The first column here shows that in recent years the Yankees are swinging at pitches outside of the strike zone at a much higher rate than they did in their heyday. They might be patient, but when it comes to swing selection, they're making bad choices. The second column tells us that not only did those great offenses swing smarter, but they also had the decency to whiff when they chose poorly. Now, the Yankees are making lots of contact on balls that can't be hit well. Basically, they're doing a good job of turning balls into strikes and making weak contact with pitches they shouldn't be swinging at in the first place. Fewer walks plus weaker contact will always equal less runs.
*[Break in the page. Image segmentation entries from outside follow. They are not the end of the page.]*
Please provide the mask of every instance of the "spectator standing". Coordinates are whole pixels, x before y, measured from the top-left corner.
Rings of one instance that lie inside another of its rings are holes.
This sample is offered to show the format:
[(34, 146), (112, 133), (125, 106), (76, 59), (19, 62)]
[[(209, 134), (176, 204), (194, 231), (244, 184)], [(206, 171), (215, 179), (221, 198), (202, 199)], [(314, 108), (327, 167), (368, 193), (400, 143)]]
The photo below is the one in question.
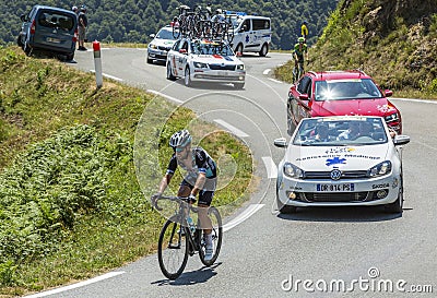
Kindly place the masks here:
[(85, 48), (85, 39), (86, 39), (86, 27), (88, 25), (88, 20), (86, 17), (86, 7), (82, 5), (81, 11), (78, 15), (78, 31), (79, 31), (79, 50), (86, 50)]

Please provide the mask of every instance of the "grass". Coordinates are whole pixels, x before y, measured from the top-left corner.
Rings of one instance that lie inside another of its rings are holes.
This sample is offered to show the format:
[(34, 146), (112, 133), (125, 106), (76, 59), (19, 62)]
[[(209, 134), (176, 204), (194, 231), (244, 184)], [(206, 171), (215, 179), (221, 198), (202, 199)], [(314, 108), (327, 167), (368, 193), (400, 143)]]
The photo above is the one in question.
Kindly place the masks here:
[(244, 144), (141, 90), (106, 79), (96, 90), (92, 74), (16, 47), (0, 48), (0, 297), (153, 253), (165, 218), (149, 195), (169, 135), (188, 124), (218, 160), (214, 205), (228, 213), (256, 188)]

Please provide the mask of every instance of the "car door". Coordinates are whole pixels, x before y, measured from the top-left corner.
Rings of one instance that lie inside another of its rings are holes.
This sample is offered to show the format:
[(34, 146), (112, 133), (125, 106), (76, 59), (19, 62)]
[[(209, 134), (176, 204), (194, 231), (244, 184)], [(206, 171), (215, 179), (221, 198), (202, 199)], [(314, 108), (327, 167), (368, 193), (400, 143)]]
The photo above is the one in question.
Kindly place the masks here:
[(304, 75), (297, 84), (297, 96), (295, 97), (295, 118), (299, 122), (303, 118), (309, 118), (310, 115), (310, 97), (312, 91), (312, 80), (308, 75)]

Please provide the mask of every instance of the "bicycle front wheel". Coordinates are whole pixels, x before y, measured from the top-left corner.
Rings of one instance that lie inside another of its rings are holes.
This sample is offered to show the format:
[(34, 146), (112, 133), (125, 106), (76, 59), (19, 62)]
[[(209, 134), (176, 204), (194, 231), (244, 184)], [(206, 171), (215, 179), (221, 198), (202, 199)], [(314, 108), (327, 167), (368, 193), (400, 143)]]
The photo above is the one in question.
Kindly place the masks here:
[(216, 207), (210, 207), (208, 211), (208, 216), (212, 222), (212, 242), (213, 242), (213, 253), (212, 259), (205, 260), (205, 242), (203, 239), (200, 241), (200, 250), (199, 257), (200, 261), (205, 266), (211, 266), (218, 258), (220, 249), (222, 248), (222, 237), (223, 237), (223, 227), (222, 227), (222, 216), (218, 213)]
[(188, 241), (182, 236), (186, 227), (181, 226), (177, 216), (170, 217), (161, 230), (157, 242), (157, 260), (163, 274), (168, 279), (176, 279), (182, 274), (188, 261)]

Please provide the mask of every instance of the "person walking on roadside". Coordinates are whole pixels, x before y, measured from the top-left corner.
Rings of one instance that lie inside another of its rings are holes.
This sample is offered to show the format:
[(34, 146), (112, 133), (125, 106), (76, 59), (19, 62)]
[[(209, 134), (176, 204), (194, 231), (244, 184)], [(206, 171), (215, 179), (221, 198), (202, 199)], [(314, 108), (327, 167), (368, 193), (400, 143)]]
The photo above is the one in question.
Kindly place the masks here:
[(81, 11), (78, 15), (78, 32), (79, 32), (79, 50), (86, 50), (85, 39), (86, 39), (86, 27), (88, 25), (88, 20), (86, 17), (86, 7), (82, 5)]

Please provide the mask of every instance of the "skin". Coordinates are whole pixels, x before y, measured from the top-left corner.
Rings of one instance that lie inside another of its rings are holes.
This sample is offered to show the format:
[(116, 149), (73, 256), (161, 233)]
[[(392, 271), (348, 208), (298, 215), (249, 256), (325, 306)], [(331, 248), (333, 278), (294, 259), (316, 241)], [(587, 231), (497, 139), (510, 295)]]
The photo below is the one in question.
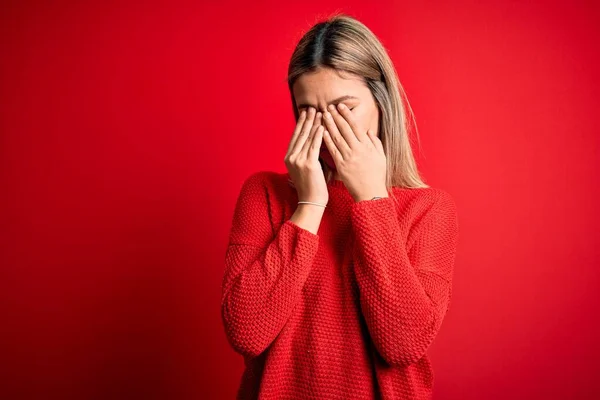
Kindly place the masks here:
[[(299, 113), (311, 108), (315, 109), (313, 115), (318, 111), (313, 125), (325, 129), (314, 140), (322, 138), (320, 154), (325, 162), (334, 162), (334, 179), (342, 180), (357, 202), (388, 197), (379, 107), (367, 85), (356, 75), (319, 68), (302, 74), (294, 83), (293, 94)], [(342, 96), (352, 98), (338, 101)]]

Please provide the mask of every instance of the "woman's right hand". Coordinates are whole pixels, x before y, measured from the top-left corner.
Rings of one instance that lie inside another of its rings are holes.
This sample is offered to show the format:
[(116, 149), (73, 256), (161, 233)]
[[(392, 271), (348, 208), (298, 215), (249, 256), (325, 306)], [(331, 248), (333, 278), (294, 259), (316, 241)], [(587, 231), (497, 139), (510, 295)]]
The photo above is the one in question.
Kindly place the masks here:
[(327, 204), (329, 192), (319, 151), (323, 141), (322, 114), (308, 107), (302, 111), (285, 155), (285, 165), (298, 192), (298, 200)]

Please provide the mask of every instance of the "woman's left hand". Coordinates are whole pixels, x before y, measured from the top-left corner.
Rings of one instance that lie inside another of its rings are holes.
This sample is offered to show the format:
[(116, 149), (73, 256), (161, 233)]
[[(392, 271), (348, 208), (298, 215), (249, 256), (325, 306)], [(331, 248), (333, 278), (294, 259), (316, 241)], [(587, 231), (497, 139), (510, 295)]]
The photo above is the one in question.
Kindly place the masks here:
[(381, 140), (374, 132), (361, 130), (344, 104), (338, 104), (338, 109), (329, 106), (328, 110), (323, 115), (323, 140), (354, 201), (388, 197)]

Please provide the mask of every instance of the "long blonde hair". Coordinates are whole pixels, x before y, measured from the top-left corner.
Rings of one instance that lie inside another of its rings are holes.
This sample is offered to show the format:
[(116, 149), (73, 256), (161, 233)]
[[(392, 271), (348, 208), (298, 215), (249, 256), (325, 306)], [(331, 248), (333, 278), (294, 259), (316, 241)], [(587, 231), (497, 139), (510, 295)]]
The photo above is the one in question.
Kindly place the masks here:
[[(394, 65), (375, 34), (355, 18), (336, 14), (302, 36), (292, 54), (287, 77), (296, 121), (299, 113), (292, 90), (294, 82), (303, 73), (319, 67), (356, 74), (371, 90), (379, 108), (379, 138), (387, 159), (388, 193), (393, 194), (391, 187), (429, 187), (419, 174), (411, 149), (407, 110), (416, 129), (412, 108)], [(419, 140), (418, 129), (416, 134)], [(321, 166), (329, 182), (333, 171), (324, 162)]]

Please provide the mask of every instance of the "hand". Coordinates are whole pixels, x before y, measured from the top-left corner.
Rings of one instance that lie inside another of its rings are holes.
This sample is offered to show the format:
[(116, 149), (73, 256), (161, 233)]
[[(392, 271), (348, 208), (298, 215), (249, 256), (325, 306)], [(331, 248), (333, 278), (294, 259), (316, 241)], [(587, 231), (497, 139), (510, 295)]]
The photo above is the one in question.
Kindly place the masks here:
[(386, 157), (374, 132), (365, 132), (344, 104), (325, 112), (323, 140), (342, 181), (354, 201), (375, 196), (389, 197), (386, 187)]
[(325, 130), (321, 124), (321, 118), (322, 114), (316, 113), (316, 109), (313, 107), (308, 108), (308, 115), (306, 111), (302, 111), (284, 162), (298, 192), (298, 200), (325, 205), (329, 201), (329, 193), (325, 175), (319, 163), (319, 151)]

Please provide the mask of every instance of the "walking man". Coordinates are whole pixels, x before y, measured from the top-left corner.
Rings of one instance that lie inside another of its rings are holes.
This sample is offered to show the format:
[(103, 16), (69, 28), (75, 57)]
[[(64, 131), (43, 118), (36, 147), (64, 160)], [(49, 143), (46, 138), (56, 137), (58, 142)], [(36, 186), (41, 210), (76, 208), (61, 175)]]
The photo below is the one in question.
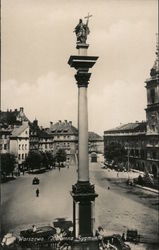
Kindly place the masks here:
[(36, 190), (36, 197), (39, 197), (39, 189), (37, 188), (37, 190)]

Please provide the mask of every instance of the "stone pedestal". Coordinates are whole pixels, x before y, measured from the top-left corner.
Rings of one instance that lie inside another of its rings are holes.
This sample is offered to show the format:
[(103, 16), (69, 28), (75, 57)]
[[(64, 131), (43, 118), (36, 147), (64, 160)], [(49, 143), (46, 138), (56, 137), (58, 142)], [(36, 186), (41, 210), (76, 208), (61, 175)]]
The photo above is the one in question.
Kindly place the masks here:
[(78, 55), (71, 56), (68, 61), (70, 67), (77, 70), (75, 79), (78, 86), (78, 180), (71, 192), (74, 238), (94, 236), (94, 201), (98, 196), (89, 180), (87, 109), (87, 87), (91, 76), (88, 71), (98, 57), (87, 56), (88, 47), (88, 44), (77, 44)]

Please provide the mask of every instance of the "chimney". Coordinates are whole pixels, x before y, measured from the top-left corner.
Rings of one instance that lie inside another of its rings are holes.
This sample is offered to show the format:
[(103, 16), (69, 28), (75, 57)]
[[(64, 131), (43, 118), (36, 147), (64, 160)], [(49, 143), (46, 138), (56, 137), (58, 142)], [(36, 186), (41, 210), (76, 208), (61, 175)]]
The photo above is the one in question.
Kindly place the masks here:
[(23, 112), (24, 111), (24, 108), (23, 107), (20, 107), (20, 112)]

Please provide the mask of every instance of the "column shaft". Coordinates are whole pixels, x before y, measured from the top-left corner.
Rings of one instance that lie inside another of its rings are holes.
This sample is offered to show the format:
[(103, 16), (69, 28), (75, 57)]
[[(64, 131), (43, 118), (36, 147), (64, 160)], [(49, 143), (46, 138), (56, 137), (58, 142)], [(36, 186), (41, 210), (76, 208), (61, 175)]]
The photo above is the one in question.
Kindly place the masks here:
[(89, 181), (87, 87), (78, 88), (78, 181)]

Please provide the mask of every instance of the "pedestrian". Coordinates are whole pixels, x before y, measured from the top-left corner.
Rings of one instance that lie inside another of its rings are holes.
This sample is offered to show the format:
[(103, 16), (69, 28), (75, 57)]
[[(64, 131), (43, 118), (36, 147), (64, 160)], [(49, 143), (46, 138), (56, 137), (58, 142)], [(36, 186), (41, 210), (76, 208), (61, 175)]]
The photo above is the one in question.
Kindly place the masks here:
[(122, 234), (121, 238), (122, 238), (123, 241), (126, 241), (125, 233)]
[(39, 197), (39, 193), (40, 193), (40, 191), (39, 191), (39, 189), (37, 188), (37, 190), (36, 190), (36, 197)]
[(36, 226), (35, 225), (32, 225), (32, 230), (33, 230), (33, 232), (36, 232)]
From this we can infer that the Yankees are either really bad at seeing and recognizing pitches, or they're trying to do way too much at the plate and need to relax. How can they fix this problem? Well, it's clear that Alex Rodriguez loves to purchase illegal things from shady doctors, but steroids is kind of out of the question now. That doesn't mean he can't get creative though. If bad eyesight is a team-wide problem, he can hire an eye surgeon crazy enough to give everyone on the team a sweet Terminator-style vision upgrade. If relaxation is the key to success, he can use his connections to get his hands on some Wolf of Wall Street-strength quaaludes. Either way, it might be the only useful thing A-Rod does for the Yankees in 2015.